Search Technologies - An Introduction
Search is a technology that is barely two decades old, yet it has profoundly empowered people and organizations around the world. The importance of Search technology lies in the fact that it provides effective knowledge management, discovery of new information, improved productivity, more transparency in the market place, ability to link up with the right people and companies, apart from statistics of searches made worldwide annually, the revenue it generates in terms of advertising. For anyone who is trying to understand the basic concept of Search, this article is absolutely meant for you.
The "ever-growing" Internet is getting accumulated with enormous flow of unstructured web data and every enterprise organization produce huge volume of unorganized machine data. Hence, generating some business value from this unmanageable large data is very challenging. A key factor of an effective knowledge management strategy is to build a robust search solution that offers a little known and pragmatic approach to overcome the above mentioned challenge of extracting business value from huge data by organizing and presenting it at the right place. There are two major forms of Search technologies that anyone should basically understand to know the complete purpose of Search technology. These two are more important among the other types of Search like desktop search,etc.
- Web Search
- Enterprise Search
In this post, I am going to explain about the important features of Web Search, followed by Enterprise Search in my next blog post.
Web search engines are meant for digging information on the World wide web commonly called as the Internet. Right at the moment when you come across this word web search, the next that comes immediately in your mind is "Google". Google is on top of the list of most used web search engine for a decade from the year 2000, with its innovation called 'Page Rank'. Internet contains more disorganized data and web search engines try to organize information present on the Internet. Web Search engines follow one of the following methods to collect information about web pages and other files such as images, pdf, word documents etc.,
- Crawler powered Search engines
- Human powered Search engines
- Hybrid Search engines
Crawler powered search engines gets information about web pages and other documents using an automated software referred as the Crawlers ,that follows a particular algorithm to retrieve content and meta data from the HTML code of web pages. This content is then analyzed to generate an index structure to which the web pages are tagged. Hence when the user searches for a certain keyword, it first looks in to the index and displays the appropriate web pages that are indexed for this particular keyword. Crawling is done periodically to check for the changes in the web pages. Google is a best example for this.
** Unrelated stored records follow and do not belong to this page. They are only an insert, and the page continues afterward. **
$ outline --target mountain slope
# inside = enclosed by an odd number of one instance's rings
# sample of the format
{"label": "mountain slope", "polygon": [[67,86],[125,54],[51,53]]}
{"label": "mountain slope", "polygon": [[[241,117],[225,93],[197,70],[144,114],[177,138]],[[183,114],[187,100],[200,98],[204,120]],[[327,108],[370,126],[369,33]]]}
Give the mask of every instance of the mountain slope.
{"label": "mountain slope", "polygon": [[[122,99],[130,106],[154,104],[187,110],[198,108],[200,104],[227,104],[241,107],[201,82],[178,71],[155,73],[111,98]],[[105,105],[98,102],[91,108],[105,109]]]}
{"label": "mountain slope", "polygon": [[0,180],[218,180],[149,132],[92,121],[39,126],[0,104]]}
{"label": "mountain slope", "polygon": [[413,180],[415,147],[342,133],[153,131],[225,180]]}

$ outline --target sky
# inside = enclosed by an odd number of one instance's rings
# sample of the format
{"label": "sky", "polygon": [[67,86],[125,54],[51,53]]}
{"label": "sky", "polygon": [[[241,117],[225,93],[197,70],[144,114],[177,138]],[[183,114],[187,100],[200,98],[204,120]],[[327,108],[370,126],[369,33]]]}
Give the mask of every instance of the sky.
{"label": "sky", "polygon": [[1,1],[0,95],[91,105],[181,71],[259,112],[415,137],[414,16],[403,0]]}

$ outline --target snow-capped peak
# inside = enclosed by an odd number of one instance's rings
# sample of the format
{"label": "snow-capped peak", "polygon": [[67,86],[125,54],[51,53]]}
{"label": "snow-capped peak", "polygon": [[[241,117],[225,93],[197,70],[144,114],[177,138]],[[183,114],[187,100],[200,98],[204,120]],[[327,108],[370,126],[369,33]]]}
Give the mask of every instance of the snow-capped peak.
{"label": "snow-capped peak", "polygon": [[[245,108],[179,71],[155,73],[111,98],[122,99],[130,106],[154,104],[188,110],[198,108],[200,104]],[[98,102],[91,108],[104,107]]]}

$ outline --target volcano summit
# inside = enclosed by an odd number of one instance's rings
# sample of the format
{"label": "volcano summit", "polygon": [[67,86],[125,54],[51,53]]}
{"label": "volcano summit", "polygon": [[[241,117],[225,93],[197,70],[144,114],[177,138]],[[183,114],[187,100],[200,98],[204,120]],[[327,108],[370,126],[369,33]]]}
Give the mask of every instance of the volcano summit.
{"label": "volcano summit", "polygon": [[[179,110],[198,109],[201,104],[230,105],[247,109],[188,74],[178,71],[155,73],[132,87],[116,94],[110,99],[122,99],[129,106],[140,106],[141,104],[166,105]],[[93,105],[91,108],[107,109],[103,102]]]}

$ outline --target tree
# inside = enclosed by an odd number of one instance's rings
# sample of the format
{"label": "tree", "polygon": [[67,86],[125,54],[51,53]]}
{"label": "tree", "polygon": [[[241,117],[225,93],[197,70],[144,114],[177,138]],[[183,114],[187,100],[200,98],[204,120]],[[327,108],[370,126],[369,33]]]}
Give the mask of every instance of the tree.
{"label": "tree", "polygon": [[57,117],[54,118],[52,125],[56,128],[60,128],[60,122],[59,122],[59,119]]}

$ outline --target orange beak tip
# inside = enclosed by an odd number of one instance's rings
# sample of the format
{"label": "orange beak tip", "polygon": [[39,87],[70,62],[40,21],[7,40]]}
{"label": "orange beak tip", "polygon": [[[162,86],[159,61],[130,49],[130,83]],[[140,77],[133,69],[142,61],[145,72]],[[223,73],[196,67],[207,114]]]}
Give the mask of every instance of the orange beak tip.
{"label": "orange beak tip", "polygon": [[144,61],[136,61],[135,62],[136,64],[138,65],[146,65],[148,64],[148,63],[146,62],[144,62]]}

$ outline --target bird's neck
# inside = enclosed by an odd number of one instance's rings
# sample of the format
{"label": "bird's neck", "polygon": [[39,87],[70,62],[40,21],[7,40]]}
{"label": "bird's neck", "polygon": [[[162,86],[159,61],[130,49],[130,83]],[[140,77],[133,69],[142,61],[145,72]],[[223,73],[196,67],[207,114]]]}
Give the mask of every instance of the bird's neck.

Human powered search engines rely on the information that user submits which is then indexed and tagged. These search engines usually have 'Add URL' link and let people to submit their websites to their large directories. In this case, there will be no effect when someone changes the content of the web page. Yahoo!, DMOZ and LookSmart are examples of this kind.
Hybrid search engines follow both crawler-based information and human-listings. For example, MSN uses human powered indexes from LookSmart and also uses its own crawler based information to produce search results. There are also some search engines so called as the Meta Search engines, which accumulate results from all other top search engines at the same time and display them. Dogpile and MetaCrawler are examples of meta search engines.
Another important thing to be considered in web search technology is the Page ranking. Each web search engine ranks web pages based on their own criteria. One of those factors that contribute to page ranking is keyword scanning, the search engine looks for number of occurrences of a keyword in a webpage and the page with more number will have increased relevancy ranking. However, if you accumulate your webpage with thousands of occurrences of a keyword just to get your page a higher rank, there is a danger of your web page getting removed from the index, as part of a process called spamdexing.
Another common way search engines use to rank pages is link analysis. By analyzing how web pages are linked to each other, it gets to know about what the content is all about and how important the content is to be ranked high in the search results. There are many other ways by which search engines compute the search rankings of their results, probably I will cover that in a separate post later.